Холмогорову согрело душу слово “реставрировать”. Человек, стоящий перед ним, понимал разницу между ремонтом и реставрацией.
– Пойдемте. Дочь моя будет рада. И хотя Холмогоров не сказал “да”, Казимир Петрович Могилин, поблескивая галошами, повел его через кладбище по едва различимой тропинке, попутно успевая рассказывать о покойниках, лежащих по правую и левую руку. Кладбище для Андрея Холмогорова закончилось абсолютно неожиданно. Двое мужчин оказались на узкой площадке перед самым речным обрывом. Горизонт терялся в серой дымке, виднелись лес, река и стадо пасущихся на другом берегу коров.
– Река! – произнес Андрей.
– Скоро этой красоты не будет.
– Это почему?
– Все уйдет под воду.
– Вы говорите так, словно завтра ожидается всемирный потоп.
– Он будет, я в этом абсолютно уверен. Сколько я ни бился, сколько ни пытался доказать, что нельзя строить гидроэлектростанции в равнинной местности, все бесполезно. В столице приняли решение построить плотину, создать водохранилище. А то, что плодороднейшая земля уйдет под воду, никого не интересует. Несколько деревень, луга, леса, сады, исторические места – такое впечатление, что это никого не интересует, живут лишь сегодняшним днем. Хорошо еще, что кладбище расположено на горе.
– Да уж, раньше о таких вещах думали, смотрели наперед, и не на один десяток лет, а на сотни.
– Пойдемте, – бывший учитель взял за локоть Холмогорова и повел по тропинке, скользкой и узкой, идущей вдоль самого обрыва.
Недалеко от кладбища на отшибе стоял дом из такого же красного кирпича, как и кладбищенские ворота.
– Странный дом, – произнес Андрей.
– И хозяин, надо сказать, не тривиальный человек, он один на весь город.
– Почему окна заколочены?
– Нелюдимый он, хотя вроде человек неплохой – пасечник.
– Это фамилия или профессия?
– Как хотите. И кличка тоже. Его так уже двести лет называют…

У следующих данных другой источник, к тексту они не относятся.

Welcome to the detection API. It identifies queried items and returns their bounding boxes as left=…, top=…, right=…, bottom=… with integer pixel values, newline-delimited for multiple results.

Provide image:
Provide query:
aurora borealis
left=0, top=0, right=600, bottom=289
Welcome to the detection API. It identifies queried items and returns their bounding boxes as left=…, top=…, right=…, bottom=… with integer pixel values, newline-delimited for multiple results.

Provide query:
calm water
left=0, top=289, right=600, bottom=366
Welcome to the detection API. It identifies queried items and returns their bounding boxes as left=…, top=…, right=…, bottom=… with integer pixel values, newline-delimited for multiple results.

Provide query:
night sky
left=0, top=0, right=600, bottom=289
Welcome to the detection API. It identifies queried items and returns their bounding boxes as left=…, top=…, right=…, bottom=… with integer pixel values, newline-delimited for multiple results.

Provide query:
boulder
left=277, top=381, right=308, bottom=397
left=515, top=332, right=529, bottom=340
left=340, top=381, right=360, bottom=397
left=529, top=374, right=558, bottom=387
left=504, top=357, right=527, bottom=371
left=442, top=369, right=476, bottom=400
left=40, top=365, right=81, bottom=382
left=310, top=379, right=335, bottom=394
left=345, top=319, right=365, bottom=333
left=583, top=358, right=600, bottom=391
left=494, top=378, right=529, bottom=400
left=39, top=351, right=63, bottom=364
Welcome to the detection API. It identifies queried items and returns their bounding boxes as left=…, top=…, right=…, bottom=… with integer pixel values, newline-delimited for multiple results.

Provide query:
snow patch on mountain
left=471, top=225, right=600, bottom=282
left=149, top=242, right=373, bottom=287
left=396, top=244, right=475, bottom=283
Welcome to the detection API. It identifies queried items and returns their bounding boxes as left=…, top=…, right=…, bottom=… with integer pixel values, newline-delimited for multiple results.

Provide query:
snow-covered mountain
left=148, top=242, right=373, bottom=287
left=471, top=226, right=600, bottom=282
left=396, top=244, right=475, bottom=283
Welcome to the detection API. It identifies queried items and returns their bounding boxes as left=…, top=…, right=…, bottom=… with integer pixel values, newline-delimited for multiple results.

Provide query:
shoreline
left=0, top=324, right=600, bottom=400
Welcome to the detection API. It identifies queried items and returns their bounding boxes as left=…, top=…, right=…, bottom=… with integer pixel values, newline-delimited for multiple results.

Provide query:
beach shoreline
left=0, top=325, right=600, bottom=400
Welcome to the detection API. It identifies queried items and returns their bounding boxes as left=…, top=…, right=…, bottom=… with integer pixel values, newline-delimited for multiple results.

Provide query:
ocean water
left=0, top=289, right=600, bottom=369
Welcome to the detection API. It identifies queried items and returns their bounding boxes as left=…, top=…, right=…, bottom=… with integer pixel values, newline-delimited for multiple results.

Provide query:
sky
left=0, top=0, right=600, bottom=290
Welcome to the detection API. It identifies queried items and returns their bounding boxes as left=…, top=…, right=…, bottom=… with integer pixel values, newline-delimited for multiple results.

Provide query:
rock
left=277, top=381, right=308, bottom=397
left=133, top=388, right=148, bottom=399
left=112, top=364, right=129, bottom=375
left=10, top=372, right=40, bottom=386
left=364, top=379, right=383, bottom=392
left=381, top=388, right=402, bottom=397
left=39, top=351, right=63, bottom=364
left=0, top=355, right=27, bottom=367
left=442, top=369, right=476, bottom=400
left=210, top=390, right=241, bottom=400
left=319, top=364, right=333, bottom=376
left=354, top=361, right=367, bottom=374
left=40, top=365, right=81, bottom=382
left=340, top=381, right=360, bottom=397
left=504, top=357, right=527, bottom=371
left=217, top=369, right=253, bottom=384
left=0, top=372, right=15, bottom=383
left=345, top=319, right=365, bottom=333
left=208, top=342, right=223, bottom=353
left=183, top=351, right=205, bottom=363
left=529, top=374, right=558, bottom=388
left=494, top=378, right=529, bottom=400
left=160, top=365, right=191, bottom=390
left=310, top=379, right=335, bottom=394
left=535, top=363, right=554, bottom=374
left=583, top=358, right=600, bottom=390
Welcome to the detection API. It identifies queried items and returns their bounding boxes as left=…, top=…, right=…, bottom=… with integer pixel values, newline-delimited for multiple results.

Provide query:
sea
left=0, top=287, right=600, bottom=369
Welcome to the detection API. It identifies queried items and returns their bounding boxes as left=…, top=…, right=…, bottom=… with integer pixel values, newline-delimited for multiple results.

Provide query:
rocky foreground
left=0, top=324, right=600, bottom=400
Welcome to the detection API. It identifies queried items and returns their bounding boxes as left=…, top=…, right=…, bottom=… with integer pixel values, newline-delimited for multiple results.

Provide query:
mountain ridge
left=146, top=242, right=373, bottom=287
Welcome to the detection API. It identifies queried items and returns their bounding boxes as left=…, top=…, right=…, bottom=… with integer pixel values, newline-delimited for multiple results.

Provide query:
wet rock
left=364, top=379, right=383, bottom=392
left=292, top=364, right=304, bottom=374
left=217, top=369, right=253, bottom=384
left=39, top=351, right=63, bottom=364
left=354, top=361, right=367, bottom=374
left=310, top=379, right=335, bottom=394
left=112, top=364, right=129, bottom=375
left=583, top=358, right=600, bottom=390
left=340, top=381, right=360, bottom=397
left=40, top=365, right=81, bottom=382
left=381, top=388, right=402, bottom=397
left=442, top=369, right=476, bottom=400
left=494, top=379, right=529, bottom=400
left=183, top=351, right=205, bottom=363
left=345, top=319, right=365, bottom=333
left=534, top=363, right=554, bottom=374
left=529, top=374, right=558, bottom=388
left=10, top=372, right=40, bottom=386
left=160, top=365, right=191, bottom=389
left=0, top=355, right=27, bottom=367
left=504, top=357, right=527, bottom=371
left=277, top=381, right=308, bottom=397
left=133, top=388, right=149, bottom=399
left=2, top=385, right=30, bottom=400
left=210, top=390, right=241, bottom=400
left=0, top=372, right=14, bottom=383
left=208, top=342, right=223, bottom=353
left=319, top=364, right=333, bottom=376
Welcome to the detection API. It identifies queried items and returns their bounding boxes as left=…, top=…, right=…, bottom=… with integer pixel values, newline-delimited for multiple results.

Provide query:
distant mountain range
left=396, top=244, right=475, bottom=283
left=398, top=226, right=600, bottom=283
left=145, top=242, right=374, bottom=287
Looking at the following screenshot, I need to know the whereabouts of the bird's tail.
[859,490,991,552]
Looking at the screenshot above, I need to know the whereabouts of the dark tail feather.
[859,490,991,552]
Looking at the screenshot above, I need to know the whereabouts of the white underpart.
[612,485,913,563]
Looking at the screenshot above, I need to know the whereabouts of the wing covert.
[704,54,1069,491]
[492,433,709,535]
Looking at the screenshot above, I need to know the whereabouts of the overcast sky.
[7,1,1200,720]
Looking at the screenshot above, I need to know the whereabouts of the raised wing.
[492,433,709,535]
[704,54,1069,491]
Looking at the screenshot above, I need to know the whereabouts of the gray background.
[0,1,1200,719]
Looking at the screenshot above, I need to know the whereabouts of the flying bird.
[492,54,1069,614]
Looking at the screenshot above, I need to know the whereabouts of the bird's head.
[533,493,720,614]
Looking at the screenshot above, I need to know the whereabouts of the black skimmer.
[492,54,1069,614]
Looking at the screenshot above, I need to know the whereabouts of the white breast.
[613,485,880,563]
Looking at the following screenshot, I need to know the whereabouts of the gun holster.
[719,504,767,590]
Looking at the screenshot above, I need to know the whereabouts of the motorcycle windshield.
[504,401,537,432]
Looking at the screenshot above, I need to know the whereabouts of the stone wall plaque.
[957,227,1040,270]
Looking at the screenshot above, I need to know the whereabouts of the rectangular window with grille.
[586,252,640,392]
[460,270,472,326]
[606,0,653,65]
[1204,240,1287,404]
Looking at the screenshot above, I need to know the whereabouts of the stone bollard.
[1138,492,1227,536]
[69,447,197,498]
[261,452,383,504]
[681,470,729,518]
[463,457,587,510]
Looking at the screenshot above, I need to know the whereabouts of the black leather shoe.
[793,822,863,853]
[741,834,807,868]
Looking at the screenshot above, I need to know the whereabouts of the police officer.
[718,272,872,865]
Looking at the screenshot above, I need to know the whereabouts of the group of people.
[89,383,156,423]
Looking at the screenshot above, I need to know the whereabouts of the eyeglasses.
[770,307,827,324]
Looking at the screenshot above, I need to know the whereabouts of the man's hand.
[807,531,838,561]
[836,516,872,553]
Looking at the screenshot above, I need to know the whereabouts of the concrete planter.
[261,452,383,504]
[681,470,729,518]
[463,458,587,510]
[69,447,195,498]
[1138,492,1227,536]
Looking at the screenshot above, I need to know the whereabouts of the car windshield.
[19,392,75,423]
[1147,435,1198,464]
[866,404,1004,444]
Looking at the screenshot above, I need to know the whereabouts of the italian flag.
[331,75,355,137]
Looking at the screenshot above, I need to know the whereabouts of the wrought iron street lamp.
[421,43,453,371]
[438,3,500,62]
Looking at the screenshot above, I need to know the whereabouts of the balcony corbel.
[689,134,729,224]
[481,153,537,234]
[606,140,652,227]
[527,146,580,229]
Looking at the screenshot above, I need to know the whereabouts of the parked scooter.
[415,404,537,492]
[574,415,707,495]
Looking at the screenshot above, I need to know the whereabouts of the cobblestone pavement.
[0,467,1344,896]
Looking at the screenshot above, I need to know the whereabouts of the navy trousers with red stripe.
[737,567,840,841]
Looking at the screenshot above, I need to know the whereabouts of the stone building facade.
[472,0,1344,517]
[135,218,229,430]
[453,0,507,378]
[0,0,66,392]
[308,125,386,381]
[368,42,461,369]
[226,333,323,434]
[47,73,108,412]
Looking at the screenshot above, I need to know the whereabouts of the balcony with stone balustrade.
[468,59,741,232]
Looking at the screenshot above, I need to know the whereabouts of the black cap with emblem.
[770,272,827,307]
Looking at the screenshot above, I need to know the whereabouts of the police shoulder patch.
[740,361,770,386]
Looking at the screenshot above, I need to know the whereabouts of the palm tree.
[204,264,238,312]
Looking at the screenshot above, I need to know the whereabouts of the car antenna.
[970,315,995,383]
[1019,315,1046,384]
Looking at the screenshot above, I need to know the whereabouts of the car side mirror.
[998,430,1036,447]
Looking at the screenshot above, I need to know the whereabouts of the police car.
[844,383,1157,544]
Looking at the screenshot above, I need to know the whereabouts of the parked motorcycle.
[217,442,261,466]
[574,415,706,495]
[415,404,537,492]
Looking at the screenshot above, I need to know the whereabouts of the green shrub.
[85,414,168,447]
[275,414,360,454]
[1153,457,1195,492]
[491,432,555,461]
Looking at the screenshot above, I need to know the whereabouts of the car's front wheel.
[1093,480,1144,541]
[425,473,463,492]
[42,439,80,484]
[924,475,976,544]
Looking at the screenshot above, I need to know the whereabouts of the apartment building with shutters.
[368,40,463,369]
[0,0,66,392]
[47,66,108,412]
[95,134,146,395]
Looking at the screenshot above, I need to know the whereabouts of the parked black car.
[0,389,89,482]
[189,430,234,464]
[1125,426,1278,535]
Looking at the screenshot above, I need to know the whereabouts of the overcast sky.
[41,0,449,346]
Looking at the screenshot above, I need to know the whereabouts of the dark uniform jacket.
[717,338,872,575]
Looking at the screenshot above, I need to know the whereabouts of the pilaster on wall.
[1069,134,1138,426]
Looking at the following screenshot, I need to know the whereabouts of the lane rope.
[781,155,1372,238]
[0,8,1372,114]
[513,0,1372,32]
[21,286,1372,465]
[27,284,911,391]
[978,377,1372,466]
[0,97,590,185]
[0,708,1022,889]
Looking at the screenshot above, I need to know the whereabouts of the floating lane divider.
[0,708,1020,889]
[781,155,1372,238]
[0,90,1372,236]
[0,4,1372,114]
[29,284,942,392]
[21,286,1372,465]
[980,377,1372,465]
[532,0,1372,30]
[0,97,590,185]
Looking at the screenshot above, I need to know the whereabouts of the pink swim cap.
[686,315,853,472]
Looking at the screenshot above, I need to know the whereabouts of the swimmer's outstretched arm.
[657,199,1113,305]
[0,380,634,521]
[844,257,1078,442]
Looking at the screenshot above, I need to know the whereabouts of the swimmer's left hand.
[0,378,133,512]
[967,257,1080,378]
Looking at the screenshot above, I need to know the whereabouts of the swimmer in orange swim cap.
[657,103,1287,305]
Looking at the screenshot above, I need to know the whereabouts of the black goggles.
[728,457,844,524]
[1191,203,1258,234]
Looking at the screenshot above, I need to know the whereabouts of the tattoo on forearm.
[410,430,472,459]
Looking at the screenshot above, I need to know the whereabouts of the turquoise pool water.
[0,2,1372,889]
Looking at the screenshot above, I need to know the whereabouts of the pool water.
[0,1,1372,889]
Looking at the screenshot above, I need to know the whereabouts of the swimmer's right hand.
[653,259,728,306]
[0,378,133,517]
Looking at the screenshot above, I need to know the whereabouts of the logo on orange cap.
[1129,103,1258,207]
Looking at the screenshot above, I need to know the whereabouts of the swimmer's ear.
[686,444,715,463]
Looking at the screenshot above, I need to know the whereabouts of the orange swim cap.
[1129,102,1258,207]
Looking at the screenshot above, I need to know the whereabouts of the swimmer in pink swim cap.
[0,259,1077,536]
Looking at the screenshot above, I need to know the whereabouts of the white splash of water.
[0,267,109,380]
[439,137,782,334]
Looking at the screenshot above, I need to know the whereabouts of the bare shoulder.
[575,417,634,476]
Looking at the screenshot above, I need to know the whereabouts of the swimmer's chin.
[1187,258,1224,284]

Холмогоров не успел переспросить насчет двухсот лет, краевед тараторил без остановки:
– ..его отец и дед тоже пчелами занимались. Пасека у него вон там, за рекой, – школьный учитель ткнул зонт в сторону темнеющего леса. – На краю болота пасека – что-то вроде островка.
Холмогоров, как ни старался, не мог рассмотреть в сумерках ничего, кроме темной массы деревьев.
– Мед у него очень хороший, все к нему бегут, когда ребенок заболеет. Мед, надо сказать, чудодейственный, сам на себе испытал. Придем ко мне – я вас угощу.
– Пасечник дома не бывает?
– Почему же, бывает. Зимой живет в городе, но ставни почему-то не снимает, может, боится, что кто-нибудь через окно к нему заглянет. Бывал я у него дома – ничего особенного, все как у всех. А собаки у него злющие. Откуда он их привез, где нашел? Порода неместная, к воротам никого не подпускают, – и тут же, словно в подтверждение слов Казимира Петровича, послышались звон цепи и громкий лай. – Волкодавы лютуют.
– Настоящие волкодавы?
– Хуже! Страшнее волка.
Через четверть часа двое мужчин подошли к аккуратно выкрашенному деревянному домику.